Por isso, quando as circunstâncias do Campeonato Brasileiro colocam os fatos do lado do colunista, ele não disfarça certo alívio. É o que tem acontecido no caso do Fluminense. Senão vejamos: a primeira coluna dizia que o Fluminense teria de jogar o que não havia jogado em todo o ano, se ainda quisesse escapar do rebaixamento. Na segunda, reconhecia que a tabela era das piores possíveis. Mas, nas curtas da semana passada, alertava: uma desvantagem de nove pontos para o primeiro colocado fora da zona de rebaixamento tinha caído para cinco.

E as duas últimas rodadas fizeram com que o Fluminense ganhasse mais esperança de que ainda pode disputar a Série A em 2010. A situação ainda é absolutamente difícil, mas vencer a dupla mineira, Atlético e Cruzeiro, revelou algumas coisas. A primeira delas, talvez a mais importante: Cuca parece ter deixado de lado o aspecto “triste”, que vez por outra toma conta de sua personalidade, para trabalhar. Apenas trabalhar.
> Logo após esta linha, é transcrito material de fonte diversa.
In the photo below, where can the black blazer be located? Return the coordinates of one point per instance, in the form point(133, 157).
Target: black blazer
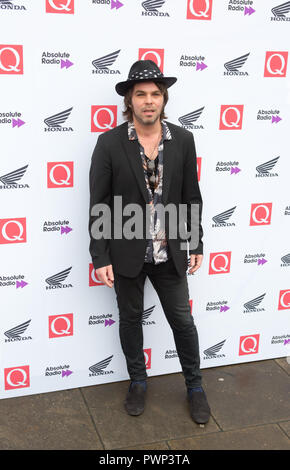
point(116, 170)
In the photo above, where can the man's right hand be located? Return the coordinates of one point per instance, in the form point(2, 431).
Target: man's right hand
point(106, 275)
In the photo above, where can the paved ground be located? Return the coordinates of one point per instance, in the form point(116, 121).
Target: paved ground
point(250, 410)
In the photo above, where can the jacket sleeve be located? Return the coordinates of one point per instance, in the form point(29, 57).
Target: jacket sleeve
point(100, 178)
point(191, 195)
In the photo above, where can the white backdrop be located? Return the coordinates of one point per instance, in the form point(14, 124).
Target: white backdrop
point(59, 331)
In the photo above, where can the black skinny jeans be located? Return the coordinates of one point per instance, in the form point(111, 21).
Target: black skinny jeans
point(173, 293)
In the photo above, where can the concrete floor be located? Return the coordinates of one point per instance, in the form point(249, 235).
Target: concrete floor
point(249, 402)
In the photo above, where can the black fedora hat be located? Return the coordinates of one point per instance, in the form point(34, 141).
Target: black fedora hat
point(143, 70)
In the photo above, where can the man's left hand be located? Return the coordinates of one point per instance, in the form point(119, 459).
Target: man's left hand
point(195, 263)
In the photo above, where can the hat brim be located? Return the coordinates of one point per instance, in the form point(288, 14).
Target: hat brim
point(122, 87)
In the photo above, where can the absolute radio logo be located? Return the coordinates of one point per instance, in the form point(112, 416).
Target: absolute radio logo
point(12, 118)
point(156, 55)
point(103, 64)
point(261, 214)
point(16, 377)
point(60, 325)
point(199, 9)
point(60, 174)
point(187, 121)
point(10, 180)
point(54, 123)
point(249, 344)
point(231, 117)
point(10, 5)
point(152, 7)
point(59, 6)
point(241, 6)
point(233, 66)
point(56, 58)
point(264, 169)
point(221, 220)
point(60, 226)
point(276, 64)
point(12, 231)
point(103, 118)
point(193, 61)
point(220, 263)
point(11, 59)
point(281, 12)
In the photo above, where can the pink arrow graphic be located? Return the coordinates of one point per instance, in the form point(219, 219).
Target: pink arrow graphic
point(21, 284)
point(249, 10)
point(116, 4)
point(17, 122)
point(201, 66)
point(65, 63)
point(65, 230)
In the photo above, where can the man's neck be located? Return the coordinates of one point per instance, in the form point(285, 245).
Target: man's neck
point(147, 131)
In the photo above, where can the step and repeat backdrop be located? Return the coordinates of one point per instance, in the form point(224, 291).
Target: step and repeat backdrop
point(59, 63)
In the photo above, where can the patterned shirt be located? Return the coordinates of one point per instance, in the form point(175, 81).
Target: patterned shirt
point(157, 245)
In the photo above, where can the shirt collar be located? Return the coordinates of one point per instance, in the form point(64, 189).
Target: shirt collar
point(166, 134)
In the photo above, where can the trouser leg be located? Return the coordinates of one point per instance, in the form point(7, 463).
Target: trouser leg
point(173, 293)
point(130, 300)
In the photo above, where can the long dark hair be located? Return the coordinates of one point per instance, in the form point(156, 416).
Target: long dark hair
point(128, 114)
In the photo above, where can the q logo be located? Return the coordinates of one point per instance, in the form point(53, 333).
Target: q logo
point(199, 9)
point(261, 214)
point(60, 325)
point(11, 59)
point(60, 174)
point(275, 64)
point(60, 6)
point(284, 299)
point(16, 377)
point(93, 278)
point(249, 345)
point(156, 55)
point(220, 263)
point(231, 117)
point(103, 118)
point(12, 231)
E disso surgiu uma equipe, pelo menos, mais voluntariosa do que a anterior. Além de ser um zagueiro mais ativo do que Luiz Alberto, Gum tem ido ao ataque com constância – e marcado gols, como os dois contra o Internacional e o que abriu a impressionante virada contra os cruzeirenses. No meio, Conca manteve as boas performances. Mas foi o ataque a ser mais “premiado”. Primeiro, com Maicon se apresentando bem, após o retorno do Mundial Sub-20. E Fred, enfim, sendo o artilheiro que o Tricolor esperava. Sem ele, provavelmente, o 3 a 2 no Mineirão não passaria de sonho.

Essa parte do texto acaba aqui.